NAME

App::Test::Generator::SchemaExtractor - Extract test schemas from Perl modules

SYNOPSIS

use App::Test::Generator::SchemaExtractor;

my $extractor = App::Test::Generator::SchemaExtractor->new(
	input_file => 'lib/MyModule.pm',
	output_dir => 'schemas/',
	verbose	=> 1,
);

my $schemas = $extractor->extract_all();

DESCRIPTION

App::Test::Generator::SchemaExtractor automatically analyzes Perl modules and generates structured YAML schema files suitable for automated test generation. This module employs static analysis techniques to infer parameter types, constraints, and method behaviors directly from your source code.

Analysis Methods

The extractor combines multiple analysis approaches for comprehensive schema generation:

  • POD Documentation Analysis

    Parses embedded documentation to extract: - Parameter names, types, and descriptions from =head2 sections - Method signatures with positional parameters - Return value specifications from "Returns:" sections - Constraints (ranges, patterns, required/optional status) - Semantic type detection (email, URL, filename)

  • Code Pattern Detection

    Analyzes source code using PPI to identify: - Method signatures and parameter extraction patterns - Type validation (ref(), isa(), blessed()) - Constraint patterns (length checks, numeric comparisons, regex matches) - Return statement analysis and value type inference - Object instantiation requirements and accessor methods

  • Signature Analysis

    Examines method declarations for: - Parameter names and positional information - Instance vs. class method detection - Method modifiers (Moose-style before/after/around) - Various parameter declaration styles (shift, @_ assignment)

  • Heuristic Inference

    Applies Perl-specific domain knowledge: - Boolean return detection from method names (is_*, has_*, can_*) - Common Perl idioms and coding patterns - Context awareness (scalar vs list, wantarray usage) - Object-oriented patterns (constructors, accessors, chaining)

Generated Schema Structure

The extracted schemas follow this YAML structure:

function: method_name
module: Package::Name
input:
  param1:
    type: string
    min: 3
    max: 50
    optional: 0
    position: 0
  param2:
    type: integer
    min: 0
    max: 100
    optional: 1
    position: 1
output:
  type: boolean
  value: 1
new: Package::Name # if object instantiation required
config:
  test_empty: 1
  test_nuls: 0
  test_undef: 0
  test_non_ascii: 0

Advanced Detection Capabilities

  • Accessor Method Detection

    Automatically identifies getter, setter, and combined accessor methods by analyzing common patterns like return $self->{field} and $self->{field} = $value.

  • Boolean Return Inference

    Detects boolean-returning methods through multiple signals: - Method name patterns (is_*, has_*, can_*) - Return patterns (consistent 1/0 returns) - POD descriptions ("returns true on success") - Ternary operators with boolean results

  • Context Awareness

    Identifies methods that use wantarray and can return different values in scalar vs list context.

  • Object Lifecycle Management

    Detects instance methods requiring object instantiation and automatically adds the new field to schemas.

Confidence Scoring

Each generated schema includes detailed confidence assessments:

  • High Confidence

    Multiple independent analysis sources converge on consistent, well-constrained parameters with explicit validation logic and comprehensive documentation.

  • Medium Confidence

    Reasonable evidence from code patterns or partial documentation, but may lack comprehensive constraints or have some ambiguities.

  • Low Confidence

    Minimal evidence - primarily based on naming conventions, default assumptions, or single-source analysis.

  • Very Low Confidence

    Barely any detectable signals - schema should be thoroughly reviewed before use in test generation.

Use Cases

  • Automated Test Generation

    Generate comprehensive test suites with App::Test::Generator using extracted schemas as input.
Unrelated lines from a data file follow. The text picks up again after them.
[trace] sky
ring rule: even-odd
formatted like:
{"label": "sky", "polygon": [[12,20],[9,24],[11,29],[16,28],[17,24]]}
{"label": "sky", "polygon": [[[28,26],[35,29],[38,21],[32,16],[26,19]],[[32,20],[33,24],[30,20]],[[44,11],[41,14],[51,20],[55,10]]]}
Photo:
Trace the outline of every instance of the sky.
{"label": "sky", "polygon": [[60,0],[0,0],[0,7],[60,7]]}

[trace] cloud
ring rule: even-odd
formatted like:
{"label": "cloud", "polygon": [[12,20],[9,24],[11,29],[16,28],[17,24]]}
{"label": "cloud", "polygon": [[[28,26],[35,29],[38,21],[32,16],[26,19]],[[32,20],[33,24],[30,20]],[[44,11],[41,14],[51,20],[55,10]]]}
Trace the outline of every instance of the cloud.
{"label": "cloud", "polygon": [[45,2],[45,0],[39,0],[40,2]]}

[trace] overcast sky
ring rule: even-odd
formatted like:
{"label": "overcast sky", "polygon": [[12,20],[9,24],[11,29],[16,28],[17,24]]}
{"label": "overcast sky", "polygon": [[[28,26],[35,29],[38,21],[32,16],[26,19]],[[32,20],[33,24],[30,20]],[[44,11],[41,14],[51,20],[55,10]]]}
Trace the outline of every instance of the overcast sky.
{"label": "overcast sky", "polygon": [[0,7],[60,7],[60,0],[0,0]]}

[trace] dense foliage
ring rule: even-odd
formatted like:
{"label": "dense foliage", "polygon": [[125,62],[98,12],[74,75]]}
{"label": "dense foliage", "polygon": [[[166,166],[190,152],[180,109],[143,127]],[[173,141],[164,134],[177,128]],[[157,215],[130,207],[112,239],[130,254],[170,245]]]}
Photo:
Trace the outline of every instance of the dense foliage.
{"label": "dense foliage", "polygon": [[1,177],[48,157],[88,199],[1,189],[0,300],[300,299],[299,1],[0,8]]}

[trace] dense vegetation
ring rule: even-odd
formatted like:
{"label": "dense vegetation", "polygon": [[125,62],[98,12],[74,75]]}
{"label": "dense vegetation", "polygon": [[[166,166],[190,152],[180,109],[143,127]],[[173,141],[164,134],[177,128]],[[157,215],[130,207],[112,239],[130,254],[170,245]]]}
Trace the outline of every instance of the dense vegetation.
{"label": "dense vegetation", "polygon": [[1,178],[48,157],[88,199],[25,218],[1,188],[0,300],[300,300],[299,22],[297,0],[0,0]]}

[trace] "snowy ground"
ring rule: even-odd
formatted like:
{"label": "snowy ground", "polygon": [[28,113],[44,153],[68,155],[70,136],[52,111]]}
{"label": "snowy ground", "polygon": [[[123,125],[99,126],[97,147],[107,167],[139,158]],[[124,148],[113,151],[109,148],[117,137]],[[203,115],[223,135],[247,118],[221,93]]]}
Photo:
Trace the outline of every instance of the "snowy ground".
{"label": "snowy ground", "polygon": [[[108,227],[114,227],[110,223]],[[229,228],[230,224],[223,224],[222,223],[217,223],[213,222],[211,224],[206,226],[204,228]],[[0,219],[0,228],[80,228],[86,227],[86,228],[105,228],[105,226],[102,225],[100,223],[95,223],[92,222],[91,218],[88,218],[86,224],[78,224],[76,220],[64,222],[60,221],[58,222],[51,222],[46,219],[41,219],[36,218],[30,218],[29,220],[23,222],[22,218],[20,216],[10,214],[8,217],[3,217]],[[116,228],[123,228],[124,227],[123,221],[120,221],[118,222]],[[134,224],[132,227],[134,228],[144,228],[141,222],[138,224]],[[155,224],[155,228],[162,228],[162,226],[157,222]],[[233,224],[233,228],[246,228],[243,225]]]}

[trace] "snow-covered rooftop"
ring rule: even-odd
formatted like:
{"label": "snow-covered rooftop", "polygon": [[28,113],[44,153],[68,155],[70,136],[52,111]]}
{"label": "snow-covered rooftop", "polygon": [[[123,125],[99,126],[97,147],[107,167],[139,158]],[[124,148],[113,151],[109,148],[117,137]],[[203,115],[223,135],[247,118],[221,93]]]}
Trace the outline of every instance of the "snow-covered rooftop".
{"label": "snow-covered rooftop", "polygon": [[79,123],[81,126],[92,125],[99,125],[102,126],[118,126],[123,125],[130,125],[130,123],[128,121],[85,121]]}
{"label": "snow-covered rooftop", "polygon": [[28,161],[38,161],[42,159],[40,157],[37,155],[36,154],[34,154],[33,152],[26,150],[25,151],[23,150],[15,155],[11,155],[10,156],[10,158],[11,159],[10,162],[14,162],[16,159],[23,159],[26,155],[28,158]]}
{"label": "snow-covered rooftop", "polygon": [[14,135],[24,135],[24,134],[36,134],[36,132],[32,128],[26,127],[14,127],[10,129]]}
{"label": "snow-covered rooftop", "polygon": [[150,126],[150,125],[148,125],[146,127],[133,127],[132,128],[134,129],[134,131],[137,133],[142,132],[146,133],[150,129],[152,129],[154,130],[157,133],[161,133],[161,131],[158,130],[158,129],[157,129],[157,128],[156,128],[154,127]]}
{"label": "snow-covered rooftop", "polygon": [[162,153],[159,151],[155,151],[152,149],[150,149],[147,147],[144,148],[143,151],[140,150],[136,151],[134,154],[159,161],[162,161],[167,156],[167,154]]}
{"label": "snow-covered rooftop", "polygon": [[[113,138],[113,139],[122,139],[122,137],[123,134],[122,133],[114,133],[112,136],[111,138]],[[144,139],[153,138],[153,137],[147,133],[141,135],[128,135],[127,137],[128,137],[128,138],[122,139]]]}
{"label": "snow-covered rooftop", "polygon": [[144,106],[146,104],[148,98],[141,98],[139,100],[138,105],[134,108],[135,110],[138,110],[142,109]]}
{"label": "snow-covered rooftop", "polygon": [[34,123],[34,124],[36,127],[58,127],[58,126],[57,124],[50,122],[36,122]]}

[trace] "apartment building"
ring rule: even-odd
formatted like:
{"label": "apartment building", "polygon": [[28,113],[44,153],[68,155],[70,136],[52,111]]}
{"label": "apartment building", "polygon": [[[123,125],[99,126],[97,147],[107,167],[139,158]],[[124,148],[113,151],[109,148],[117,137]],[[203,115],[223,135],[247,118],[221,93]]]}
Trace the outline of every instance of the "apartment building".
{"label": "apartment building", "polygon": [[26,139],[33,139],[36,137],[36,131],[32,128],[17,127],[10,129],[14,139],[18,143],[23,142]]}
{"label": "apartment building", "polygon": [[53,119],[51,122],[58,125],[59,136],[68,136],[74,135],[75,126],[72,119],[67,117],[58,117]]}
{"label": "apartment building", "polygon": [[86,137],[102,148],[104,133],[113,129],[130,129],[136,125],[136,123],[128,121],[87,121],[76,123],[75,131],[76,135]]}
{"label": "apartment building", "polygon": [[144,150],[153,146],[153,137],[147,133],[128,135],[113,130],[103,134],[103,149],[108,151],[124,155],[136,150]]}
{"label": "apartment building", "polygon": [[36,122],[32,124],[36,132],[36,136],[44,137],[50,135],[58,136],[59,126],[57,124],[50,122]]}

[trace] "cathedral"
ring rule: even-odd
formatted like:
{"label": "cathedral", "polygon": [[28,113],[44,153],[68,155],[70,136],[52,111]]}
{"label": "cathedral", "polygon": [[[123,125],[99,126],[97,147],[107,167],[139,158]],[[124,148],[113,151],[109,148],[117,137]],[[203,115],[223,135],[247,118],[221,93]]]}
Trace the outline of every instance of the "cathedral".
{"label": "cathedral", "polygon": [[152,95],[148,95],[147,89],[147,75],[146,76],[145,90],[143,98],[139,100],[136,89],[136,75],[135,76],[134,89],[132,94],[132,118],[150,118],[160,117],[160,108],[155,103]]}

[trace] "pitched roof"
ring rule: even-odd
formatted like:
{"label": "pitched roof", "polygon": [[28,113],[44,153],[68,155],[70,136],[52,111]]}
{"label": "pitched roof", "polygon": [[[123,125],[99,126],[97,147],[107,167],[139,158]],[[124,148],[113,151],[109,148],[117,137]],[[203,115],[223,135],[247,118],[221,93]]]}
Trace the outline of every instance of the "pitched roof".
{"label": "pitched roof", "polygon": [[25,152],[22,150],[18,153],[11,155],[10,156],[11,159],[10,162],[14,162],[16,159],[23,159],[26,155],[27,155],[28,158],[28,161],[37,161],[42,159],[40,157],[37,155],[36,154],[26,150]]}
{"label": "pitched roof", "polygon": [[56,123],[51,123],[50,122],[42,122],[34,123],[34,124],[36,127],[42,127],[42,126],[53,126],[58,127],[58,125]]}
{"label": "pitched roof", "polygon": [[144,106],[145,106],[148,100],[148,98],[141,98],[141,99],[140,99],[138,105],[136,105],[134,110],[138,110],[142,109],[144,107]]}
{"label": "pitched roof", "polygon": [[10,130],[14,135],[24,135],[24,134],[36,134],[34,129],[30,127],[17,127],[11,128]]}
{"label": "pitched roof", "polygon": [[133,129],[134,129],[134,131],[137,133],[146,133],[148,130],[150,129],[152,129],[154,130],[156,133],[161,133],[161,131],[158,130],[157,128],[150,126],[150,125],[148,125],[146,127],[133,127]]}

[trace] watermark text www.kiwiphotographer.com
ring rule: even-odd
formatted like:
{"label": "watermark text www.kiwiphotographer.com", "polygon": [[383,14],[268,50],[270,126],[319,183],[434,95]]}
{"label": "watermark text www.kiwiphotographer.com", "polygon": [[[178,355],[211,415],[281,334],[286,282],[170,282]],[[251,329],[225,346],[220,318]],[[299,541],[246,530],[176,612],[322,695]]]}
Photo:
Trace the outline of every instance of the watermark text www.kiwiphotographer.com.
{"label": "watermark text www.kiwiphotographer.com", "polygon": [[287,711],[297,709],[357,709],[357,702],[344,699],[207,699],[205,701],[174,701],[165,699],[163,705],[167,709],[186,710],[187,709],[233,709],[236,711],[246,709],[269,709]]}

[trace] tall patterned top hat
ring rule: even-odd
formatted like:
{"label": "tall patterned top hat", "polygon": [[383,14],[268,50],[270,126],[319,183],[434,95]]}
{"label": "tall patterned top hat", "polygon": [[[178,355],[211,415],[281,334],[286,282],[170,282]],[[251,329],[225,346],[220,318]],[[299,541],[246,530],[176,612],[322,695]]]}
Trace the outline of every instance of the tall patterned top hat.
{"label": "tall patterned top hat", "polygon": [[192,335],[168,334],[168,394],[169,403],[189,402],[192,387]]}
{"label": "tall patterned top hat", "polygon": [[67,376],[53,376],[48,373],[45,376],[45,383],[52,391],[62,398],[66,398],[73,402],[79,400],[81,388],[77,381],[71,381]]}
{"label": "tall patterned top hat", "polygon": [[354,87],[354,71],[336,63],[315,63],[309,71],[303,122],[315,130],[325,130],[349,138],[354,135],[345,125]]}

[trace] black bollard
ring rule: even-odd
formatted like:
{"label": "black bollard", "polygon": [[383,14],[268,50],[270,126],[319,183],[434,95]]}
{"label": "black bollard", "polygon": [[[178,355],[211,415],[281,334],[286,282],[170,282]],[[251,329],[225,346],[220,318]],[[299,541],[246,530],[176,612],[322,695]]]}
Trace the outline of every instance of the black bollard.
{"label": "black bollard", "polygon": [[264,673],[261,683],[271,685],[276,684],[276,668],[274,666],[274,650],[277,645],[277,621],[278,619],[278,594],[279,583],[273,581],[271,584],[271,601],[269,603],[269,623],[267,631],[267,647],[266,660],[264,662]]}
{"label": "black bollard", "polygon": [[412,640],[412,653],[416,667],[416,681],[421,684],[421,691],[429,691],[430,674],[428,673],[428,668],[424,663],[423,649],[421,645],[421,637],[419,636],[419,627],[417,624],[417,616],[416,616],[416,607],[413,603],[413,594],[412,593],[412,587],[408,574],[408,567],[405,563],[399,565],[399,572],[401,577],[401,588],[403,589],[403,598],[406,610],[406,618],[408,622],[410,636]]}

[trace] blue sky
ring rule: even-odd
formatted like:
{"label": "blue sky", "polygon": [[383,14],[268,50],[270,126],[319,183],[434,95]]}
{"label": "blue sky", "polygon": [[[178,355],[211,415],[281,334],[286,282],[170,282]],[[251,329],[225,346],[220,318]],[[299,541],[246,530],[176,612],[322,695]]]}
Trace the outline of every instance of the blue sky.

The schemas provide the necessary structure for generating both positive and negative test cases.

  • API Documentation Generation

    Supplement existing documentation with automatically inferred interface specifications, parameter requirements, and return types.

  • Code Quality Assessment

    Identify methods with poor documentation, inconsistent parameter handling, or unclear interfaces that may benefit from refactoring.

  • Refactoring Assistance

    Detect method dependencies, object instantiation requirements, and parameter usage patterns to inform refactoring decisions.

  • Legacy Code Analysis

    Quickly understand the interface contracts of legacy Perl codebases without extensive manual code reading.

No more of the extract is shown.